Chapel of Mother Mary adalah tempat doa terindah yang pernah saya kunjungi. Bangunannya berbentuk bunker, sungguh unik dan selaras dengan kehijauan di sekelilingnya. Masuk ke dalam Chapel, ada perasaan semacam haru, hanya ingin bersyukur atas segala.
Salib yang menjadi pusat dari Chapel ini persis dipasang di jendela kaca yang tembus pandang dengan Gunung Lokon.
Saya merekomendasikan tempat ini untuk mengikat janji suci dalam pernikahan kudus. Arsitek bangunan ini, awesome.
Berdoa dalam keutuhan, disaksikan kedua anak lelaki +fotojelajahsuwanto+

Setelah jiwa terdamaikan, saatnya membuka mata untuk menjelajahi sekitar.

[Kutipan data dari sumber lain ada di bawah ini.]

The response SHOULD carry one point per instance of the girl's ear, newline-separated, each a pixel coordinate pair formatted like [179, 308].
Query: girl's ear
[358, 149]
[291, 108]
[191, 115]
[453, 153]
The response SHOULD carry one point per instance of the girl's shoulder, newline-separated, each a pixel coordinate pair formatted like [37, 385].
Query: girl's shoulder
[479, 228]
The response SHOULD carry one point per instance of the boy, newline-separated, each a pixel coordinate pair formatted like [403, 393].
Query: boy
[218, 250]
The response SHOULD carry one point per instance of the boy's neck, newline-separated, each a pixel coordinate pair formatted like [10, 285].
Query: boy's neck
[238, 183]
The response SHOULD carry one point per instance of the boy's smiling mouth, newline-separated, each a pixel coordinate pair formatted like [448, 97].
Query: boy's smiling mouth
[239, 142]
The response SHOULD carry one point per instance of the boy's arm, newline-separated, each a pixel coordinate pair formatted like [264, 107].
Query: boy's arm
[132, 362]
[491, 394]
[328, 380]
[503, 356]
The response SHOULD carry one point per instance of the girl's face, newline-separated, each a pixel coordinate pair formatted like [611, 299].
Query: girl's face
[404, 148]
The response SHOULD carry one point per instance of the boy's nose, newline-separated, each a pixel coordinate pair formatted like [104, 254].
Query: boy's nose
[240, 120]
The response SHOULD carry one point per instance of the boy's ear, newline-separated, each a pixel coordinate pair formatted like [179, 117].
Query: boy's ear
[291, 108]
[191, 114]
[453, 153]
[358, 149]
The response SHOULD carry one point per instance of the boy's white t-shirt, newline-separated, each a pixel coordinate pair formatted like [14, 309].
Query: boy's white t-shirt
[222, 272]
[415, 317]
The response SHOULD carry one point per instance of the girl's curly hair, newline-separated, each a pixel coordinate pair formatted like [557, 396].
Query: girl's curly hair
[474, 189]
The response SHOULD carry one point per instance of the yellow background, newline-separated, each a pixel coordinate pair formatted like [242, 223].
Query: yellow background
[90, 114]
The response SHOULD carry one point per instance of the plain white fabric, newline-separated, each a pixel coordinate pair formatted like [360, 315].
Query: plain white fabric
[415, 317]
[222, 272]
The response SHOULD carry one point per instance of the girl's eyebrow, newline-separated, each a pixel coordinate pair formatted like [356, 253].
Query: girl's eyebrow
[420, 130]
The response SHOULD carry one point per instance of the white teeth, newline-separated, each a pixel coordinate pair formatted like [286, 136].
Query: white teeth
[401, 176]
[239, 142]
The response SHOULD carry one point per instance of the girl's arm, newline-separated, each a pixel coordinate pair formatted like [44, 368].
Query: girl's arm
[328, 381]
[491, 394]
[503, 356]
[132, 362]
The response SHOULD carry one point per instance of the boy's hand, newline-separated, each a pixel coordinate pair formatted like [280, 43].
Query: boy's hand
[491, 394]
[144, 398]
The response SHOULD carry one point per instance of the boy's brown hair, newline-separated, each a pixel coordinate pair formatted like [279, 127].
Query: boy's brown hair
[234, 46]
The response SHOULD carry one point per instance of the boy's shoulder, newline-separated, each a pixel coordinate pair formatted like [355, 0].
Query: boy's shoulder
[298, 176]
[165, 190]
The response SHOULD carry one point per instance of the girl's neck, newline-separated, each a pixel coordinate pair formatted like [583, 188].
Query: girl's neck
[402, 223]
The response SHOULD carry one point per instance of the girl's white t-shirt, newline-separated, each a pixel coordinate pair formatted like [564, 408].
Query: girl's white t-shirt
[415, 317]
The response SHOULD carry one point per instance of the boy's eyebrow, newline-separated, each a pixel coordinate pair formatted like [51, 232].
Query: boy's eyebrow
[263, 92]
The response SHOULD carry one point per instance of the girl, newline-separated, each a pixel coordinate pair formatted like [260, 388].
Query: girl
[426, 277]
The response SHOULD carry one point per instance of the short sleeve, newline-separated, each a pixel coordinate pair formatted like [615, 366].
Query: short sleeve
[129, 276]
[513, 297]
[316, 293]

Let’s go!
Tanah yang berkontur, pegang tangan adek kecil adalah wajib +fotojelajahsuwanto+
Ada amphitheater berbentuk setengah lingkaran yang dimaksudkan untuk mengakomodasi berbagai keperluan pengunjung,
seperti pertunjukan seni, peribadatan, pre wedding, fotografi dan lainnya
+fotojelajahsuwanto+

Gunung Lokon yang gagah serta landscape kota Tomohon dapat terlihat jelas dari bukit doa

Pada akhirnya, semua keindahan itu, bukit hijau, alam yang damai, bangunan yang unik, dan perjalanan itu sendiri, lebih bermakna bila dijelajahi bersama keluarga tercinta.